It was a sunny day for solar power when Congress decided to bail out Wall Street. Among the many ornaments hung on what became a Christmas-tree bill -- there were gifts for many industries beyond financial firms in the final bill that passed -- solar industry got its investment tax credit renewed for eight more years.

Let the sunshine in
It's an important piece of legislation for the industry. First, it provides a 30% tax credit for residential and commercial solar installations, and individuals who previously saw their credit capped at $2,000 saw that provision cancelled.

It also eliminated the ITC ban for taxpayers who are required to pay the hated alternative minimum tax, giving more people an opportunity to invest more in solar energy. And it did away with the restrictions on public utility being eligible for the energy credit.

Storm clouds rising
While it's easy to have a sunny disposition about the potential for the solar industry -- many solar stocks, like SunPower (NASDAQ:SPWRA), LDK Solar (NYSE:LDK), and Suntech Power (NYSE:STP), got a nice bounce when the bill passed the Senate -- there are no assurances that the investment tax credit will provide much immediate relief.

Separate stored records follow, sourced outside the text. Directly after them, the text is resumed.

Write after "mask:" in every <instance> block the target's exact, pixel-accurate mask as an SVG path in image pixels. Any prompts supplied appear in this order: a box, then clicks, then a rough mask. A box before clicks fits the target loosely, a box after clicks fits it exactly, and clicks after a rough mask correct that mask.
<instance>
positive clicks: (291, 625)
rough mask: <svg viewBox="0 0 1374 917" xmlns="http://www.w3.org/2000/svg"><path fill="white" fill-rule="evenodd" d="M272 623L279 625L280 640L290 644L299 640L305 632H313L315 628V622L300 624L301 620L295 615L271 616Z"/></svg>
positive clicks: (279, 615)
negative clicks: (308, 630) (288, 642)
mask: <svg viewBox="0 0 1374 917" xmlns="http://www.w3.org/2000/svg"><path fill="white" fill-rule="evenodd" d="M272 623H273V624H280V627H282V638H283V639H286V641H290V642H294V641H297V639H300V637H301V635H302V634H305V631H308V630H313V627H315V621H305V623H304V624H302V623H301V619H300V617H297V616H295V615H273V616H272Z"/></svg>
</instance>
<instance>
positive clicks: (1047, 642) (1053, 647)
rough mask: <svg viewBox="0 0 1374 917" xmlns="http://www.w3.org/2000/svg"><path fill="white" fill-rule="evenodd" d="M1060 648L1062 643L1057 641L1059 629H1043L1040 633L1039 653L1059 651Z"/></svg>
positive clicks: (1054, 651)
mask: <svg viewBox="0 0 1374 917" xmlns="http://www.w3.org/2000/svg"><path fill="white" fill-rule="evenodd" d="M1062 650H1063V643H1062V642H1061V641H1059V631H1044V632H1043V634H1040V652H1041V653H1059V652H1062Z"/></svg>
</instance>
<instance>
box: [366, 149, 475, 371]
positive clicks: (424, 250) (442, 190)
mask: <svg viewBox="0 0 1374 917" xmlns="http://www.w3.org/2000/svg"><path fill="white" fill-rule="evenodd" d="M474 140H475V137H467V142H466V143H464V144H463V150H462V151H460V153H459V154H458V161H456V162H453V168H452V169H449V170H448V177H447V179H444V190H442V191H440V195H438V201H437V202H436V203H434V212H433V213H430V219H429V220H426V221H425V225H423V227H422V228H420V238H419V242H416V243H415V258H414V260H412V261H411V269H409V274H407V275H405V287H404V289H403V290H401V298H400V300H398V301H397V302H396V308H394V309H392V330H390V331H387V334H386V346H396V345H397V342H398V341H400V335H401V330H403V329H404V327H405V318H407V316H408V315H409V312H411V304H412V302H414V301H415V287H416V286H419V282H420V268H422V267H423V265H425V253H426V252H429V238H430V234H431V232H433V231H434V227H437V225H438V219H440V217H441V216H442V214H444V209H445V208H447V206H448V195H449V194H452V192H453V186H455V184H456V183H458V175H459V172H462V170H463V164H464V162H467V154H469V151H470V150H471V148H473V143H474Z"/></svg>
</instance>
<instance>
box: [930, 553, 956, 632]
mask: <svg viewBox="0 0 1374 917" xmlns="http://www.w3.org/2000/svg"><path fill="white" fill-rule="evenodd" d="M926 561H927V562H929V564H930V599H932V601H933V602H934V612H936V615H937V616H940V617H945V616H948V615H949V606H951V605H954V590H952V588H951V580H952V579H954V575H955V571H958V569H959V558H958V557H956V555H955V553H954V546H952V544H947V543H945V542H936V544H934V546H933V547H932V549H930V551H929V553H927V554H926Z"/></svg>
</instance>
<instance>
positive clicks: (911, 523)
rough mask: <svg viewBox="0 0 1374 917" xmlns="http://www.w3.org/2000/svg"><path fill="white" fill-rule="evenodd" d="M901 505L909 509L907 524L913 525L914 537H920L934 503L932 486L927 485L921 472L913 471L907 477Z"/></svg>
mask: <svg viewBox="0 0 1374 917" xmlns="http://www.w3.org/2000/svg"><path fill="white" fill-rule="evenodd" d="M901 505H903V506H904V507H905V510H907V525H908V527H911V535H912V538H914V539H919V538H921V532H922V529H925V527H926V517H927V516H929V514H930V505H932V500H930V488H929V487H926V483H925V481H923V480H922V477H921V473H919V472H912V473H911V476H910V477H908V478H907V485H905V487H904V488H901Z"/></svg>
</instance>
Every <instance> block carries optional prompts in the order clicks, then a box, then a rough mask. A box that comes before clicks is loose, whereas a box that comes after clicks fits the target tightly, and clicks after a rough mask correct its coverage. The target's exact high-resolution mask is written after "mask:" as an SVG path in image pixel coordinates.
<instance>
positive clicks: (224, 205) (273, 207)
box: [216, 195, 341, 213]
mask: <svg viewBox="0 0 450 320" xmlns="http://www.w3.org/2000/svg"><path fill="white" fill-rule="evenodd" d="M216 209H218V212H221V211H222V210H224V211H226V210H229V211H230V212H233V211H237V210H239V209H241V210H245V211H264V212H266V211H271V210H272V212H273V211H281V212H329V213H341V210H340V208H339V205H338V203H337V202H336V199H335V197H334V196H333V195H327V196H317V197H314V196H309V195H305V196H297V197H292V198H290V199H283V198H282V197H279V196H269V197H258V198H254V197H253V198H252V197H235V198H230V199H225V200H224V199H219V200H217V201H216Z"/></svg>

Hapoalim Securities analyst Gordon Johnson points out that 50% to 70% of solar projects are financed by debt, and the credit situation in the country hasn't improved to any extent, even with the massive bailout and capital injections the government has made. Thus, there is expected to be little lending available to finance solar projects, at least over the short term.

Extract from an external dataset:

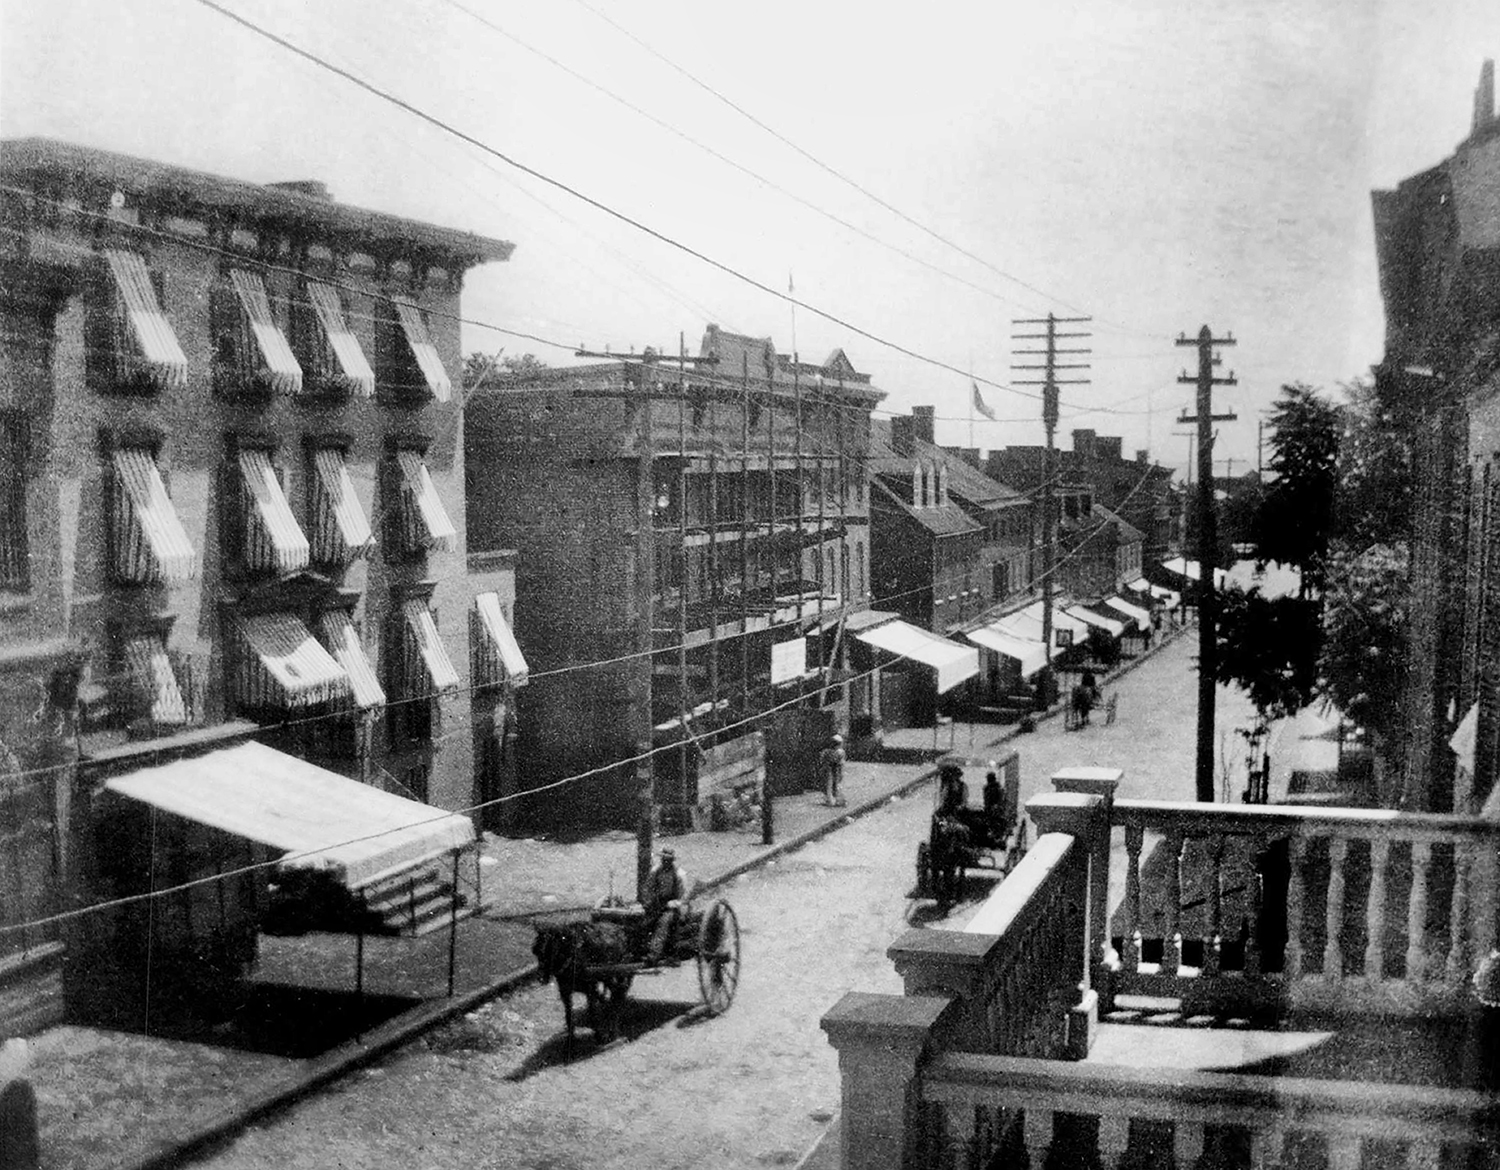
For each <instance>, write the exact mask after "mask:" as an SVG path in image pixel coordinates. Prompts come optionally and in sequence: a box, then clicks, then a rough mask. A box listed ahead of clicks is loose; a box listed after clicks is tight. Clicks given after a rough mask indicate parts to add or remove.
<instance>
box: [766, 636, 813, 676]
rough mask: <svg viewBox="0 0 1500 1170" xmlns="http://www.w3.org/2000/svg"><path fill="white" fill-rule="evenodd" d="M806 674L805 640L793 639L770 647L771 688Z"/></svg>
mask: <svg viewBox="0 0 1500 1170" xmlns="http://www.w3.org/2000/svg"><path fill="white" fill-rule="evenodd" d="M805 673H807V639H805V637H793V639H790V640H789V642H777V643H775V645H774V646H771V685H772V687H774V685H777V684H778V682H790V681H792V679H795V678H801V676H802V675H805Z"/></svg>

The eight-year ITC extension is important for unlocking the value inherent in the solar industry, but investors would be wise to use caution when deciding if First Solar (NASDAQ:FSLR) or Evergreen Solar (NASDAQ:ESLR), for example, is a worthwhile investment. There had been plenty of exuberant forecasts driving estimates, but recently Goldman Sachs (NYSE:GS) and Lazard reined in their excesses.

A Foolish umbrella
There's a developing consensus that the U.S. can become a storehouse of demand for solar power, and the ITC is just one component furthering it. Yet with the country's credit woes still uncertain, lending criteria tightening, and supply issues that need to be worked out, what appear to be cheap valuations today may seem dear by next year. And that's a cloud that shouldn't pass over your portfolio.